GFB News Magazine
Chronic Wasting Disease found in Lanier County deer
by Jennifer Whittaker
Posted on March 8, 2025 7:07 PM
istock photo
A deer killed in Lanier County by a hunter in January is the first in Georgia to test positive for Chronic Wasting Disease (CWD), the Georgia Department of Natural Resources’ (DNR) Wildlife Resources Division (WRD) announced Jan. 23. The deer was tested as part of routine surveillance for CWD.
The sample was taken from a 2 ½-year-old male white-tailed deer hunted on private property. WRD has implemented a CWD Response Plan and is taking additional samples from the area.
“I want to assure our hunters that deer hunting will continue to thrive in Georgia, despite this current discovery,” said Georgia DNR Commissioner Walter Rabon. “Working together with our hunters and all Georgians, we will manage CWD and maintain healthy deer herds.”
CWD is a fatal neurological disease of deer, elk, and moose caused by misfolded proteins called prions. There are no treatments nor preventative vaccines.
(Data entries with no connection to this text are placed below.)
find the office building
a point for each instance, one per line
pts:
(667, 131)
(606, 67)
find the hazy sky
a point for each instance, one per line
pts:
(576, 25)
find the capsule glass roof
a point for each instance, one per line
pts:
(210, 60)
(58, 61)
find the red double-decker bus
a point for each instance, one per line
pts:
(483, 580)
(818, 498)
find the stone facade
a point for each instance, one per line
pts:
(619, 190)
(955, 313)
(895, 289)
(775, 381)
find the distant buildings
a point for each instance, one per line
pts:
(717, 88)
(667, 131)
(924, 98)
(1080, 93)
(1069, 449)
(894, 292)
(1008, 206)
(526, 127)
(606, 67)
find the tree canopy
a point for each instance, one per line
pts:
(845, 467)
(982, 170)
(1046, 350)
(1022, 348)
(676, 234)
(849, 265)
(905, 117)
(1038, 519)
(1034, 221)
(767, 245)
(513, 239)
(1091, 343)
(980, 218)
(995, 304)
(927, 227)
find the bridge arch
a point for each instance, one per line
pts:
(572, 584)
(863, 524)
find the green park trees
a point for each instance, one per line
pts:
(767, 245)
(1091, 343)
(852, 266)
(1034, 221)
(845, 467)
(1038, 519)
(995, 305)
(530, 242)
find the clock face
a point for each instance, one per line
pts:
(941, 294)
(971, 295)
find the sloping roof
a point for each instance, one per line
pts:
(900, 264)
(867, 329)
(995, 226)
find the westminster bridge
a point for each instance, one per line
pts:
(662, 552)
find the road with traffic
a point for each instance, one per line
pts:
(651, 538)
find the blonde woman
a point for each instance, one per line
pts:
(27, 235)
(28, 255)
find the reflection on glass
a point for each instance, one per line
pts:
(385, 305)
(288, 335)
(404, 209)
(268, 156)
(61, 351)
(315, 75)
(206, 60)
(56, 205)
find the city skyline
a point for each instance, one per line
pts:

CWD prions shed into the environment are not destroyed by heat, freezing temperatures, drying out nor sunlight.
The DNR CWD Response Plan is in effect and a CWD Management Area has been established, which includes the county where the positive sample was found and any county that touches a 5-mile radius around the location of the positive sample. The current CWD Management Area includes Lanier and Berrien counties.
DNR is now determining how far CWD has spread and the percent of deer with CWD in the management area. DNR will do that with landowner cooperation through “cluster sampling” and testing deer killed via crop depredation permits.
CWD was first discovered in 1967 in Fort Collins, Colorado, and has been reported in 36 states and 5 Canadian provinces: Alabama, Arkansas, California, Colorado, Florida, Georgia, Idaho, Illinois, Indiana, Iowa, Kansas, Kentucky, Louisiana, Maryland, Michigan, Minnesota, Mississippi, Missouri, Montana, Nebraska, New Mexico, New York, North Carolina, North Dakota, Ohio, Oklahoma, Pennsylvania, South Dakota, Tennessee, Texas, Utah, Virginia, Washington, West Virginia, Wisconsin, Wyoming and Alberta, British Columbia, Manitoba, Quebec and Saskatchewan.
There is no known transmission of CWD to humans, however, the Centers for Disease Control and Prevention recommends that hunters harvesting a deer, elk, or moose from an area known to have CWD test the animal for CWD before consuming the meat. Meat from an animal that tests positive should not be eaten. Unlike viruses and bacteria, cooking the meat does not kill the diseased prions.
CWD isn’t known to infect pets, cattle or other livestock, the Georgia DNR says. Visit https://georgiawildlife.com/CWD for more information.
To Prevent Spreading CWD
• Don’t move live deer. This is the greatest risk for introducing CWD to new areas.
• Dispose of carcasses properly. Don’t bring whole carcasses into Georgia from out of state or move them outside a CWD Management Area. Any carcass parts you don’t plan to eat should be sent to a landfill or buried deep to prevent scavenging.
• Report sick/abnormal deer to your nearest WRD Office.